Components

A Scrapy component is any class whose objects are built using build_from_crawler().

That includes the classes that you may assign to the following settings:

Third-party Scrapy components may also let you define additional Scrapy components, usually configurable through settings, to modify their behavior.

Initializing from the crawler

Any Scrapy component may optionally define the following class method:

classmethod from_crawler(cls, crawler: scrapy.crawler.Crawler, *args, **kwargs)

Return an instance of the component based on crawler.

args and kwargs are component-specific arguments that some components receive. However, most components do not get any arguments, and instead use settings.

If a component class defines this method, this class method is called to create any instance of the component.

The crawler object provides access to all Scrapy core components like settings and signals, allowing the component to access them and hook its functionality into Scrapy.

Settings

Components can be configured through settings.

Components can read any setting from the settings attribute of the Crawler object they can get for initialization. That includes both built-in and custom settings.

For example:

class MyExtension:
    @classmethod
    def from_crawler(cls, crawler):
        settings = crawler.settings
        return cls(settings.getbool("LOG_ENABLED"))

    def __init__(self, log_is_enabled=False):
        if log_is_enabled:
            print("log is enabled!")

Components do not need to declare their custom settings programmatically. However, they should document them, so that users know they exist and how to use them.

It is a good practice to prefix custom settings with the name of the component, to avoid collisions with custom settings of other existing (or future) components. For example, an extension called WarcCaching could prefix its custom settings with WARC_CACHING_.

Another good practice, mainly for components meant for component priority dictionaries, is to provide a boolean setting called <PREFIX>_ENABLED (e.g. WARC_CACHING_ENABLED) to allow toggling that component on and off without changing the component priority dictionary setting. You can usually check the value of such a setting during initialization, and if False, raise NotConfigured.

When choosing a name for a custom setting, it is also a good idea to have a look at the names of built-in settings, to try to maintain consistency with them.

Enforcing requirements

Sometimes, your components may only be intended to work under certain conditions. For example, they may require a minimum version of Scrapy to work as intended, or they may require certain settings to have specific values.
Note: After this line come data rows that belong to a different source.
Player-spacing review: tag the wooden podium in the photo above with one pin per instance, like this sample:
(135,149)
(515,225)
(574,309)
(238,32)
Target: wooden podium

In addition to describing those conditions in the documentation of your component, it is a good practice to raise an exception from the __init__ method of your component if those conditions are not met at run time.

In the case of downloader middlewares, extensions, item pipelines, and spider middlewares, you should raise NotConfigured, passing a description of the issue as a parameter to the exception so that it is printed in the logs, for the user to see. For other components, feel free to raise whatever other exception feels right to you; for example, RuntimeError would make sense for a Scrapy version mismatch, while ValueError may be better if the issue is the value of a setting.

If your requirement is a minimum Scrapy version, you may use scrapy.__version__ to enforce your requirement. For example:

from packaging.version import parse as parse_version

import scrapy


class MyComponent:
    def __init__(self):
        if parse_version(scrapy.__version__) < parse_version("2.7"):
            raise RuntimeError(
                f"{MyComponent.__qualname__} requires Scrapy 2.7 or "
                f"later, which allow defining the process_spider_output "
                f"method of spider middlewares as an asynchronous "
                f"generator."
            )

API reference

The following function can be used to create an instance of a component class:

scrapy.utils.misc.build_from_crawler(objcls: type[T], crawler: Crawler, /, *args: Any, **kwargs: Any) T[source]

Construct a class instance using its from_crawler or from_settings constructor.

Added in version 2.12.

*args and **kwargs are forwarded to the constructor.

Raises TypeError if the resulting instance is None.

The following function can also be useful when implementing a component, to report the import path of the component class, e.g. when reporting problems:

scrapy.utils.python.global_object_name(obj: Any) str[source]

Return the full import path of the given object.

>>> from scrapy import Request
>>> global_object_name(Request)
'scrapy.http.request.Request'
>>> global_object_name(Request.replace)
'scrapy.http.request.Request.replace'